Wet justitiële en strafvorderlijke gegevens (WJG)
Titel 3
De persoonsdossiers
Artikel 40 1 Onze Minister verwerkt persoonsgegevens in persoonsdossiers in de documentatie persoonsdossiers met als doel de bevordering van een juiste toepassing van het strafrecht.2 Bij of krachtens algemene maatregel van bestuur wordt de wijze bepaald waarop de rapporten die het persoonsdossier vormen worden verkregen.
3 De artikelen 3, 7, 7a, 7b, 7d tot en met 7f en 39c, tweede tot en met vijfde lid, zijn van overeenkomstige toepassing op persoonsgegevens in persoonsdossiers.
Artikel 41 1 Een rapport in een persoonsdossier wordt verwijderd na verloop van tien jaren. De termijn vangt aan op de dag van sluiting van het rapport.

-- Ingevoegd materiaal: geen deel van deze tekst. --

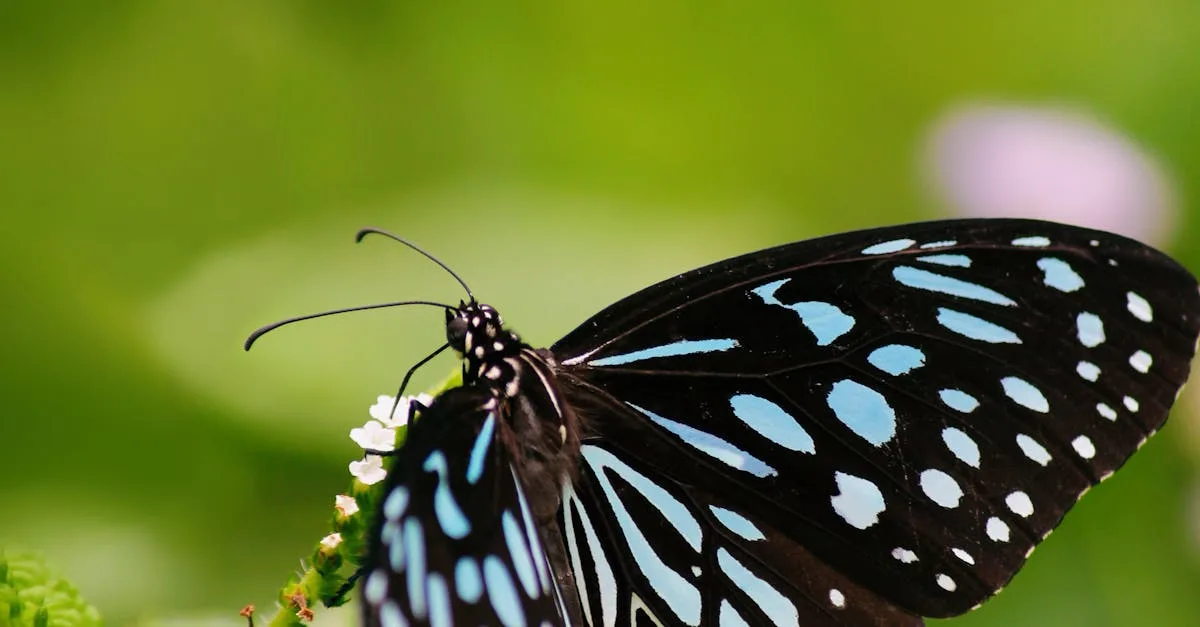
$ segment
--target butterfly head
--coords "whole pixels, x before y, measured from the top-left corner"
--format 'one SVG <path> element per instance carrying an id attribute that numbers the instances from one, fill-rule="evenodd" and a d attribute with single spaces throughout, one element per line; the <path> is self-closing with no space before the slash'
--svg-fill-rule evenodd
<path id="1" fill-rule="evenodd" d="M 503 360 L 522 347 L 521 339 L 504 328 L 496 307 L 475 301 L 446 310 L 446 342 L 470 366 Z"/>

2 Indien de straf of maatregel de duur van tien jaren te boven gaat, is de termijn, bedoeld in het eerste lid, gelijk aan de duur van de aan de betrokken persoon in de strafzaak waarop het rapport betrekking heeft, opgelegde vrijheidsstraf of vrijheidsbenemende maatregel krachtens het strafrecht.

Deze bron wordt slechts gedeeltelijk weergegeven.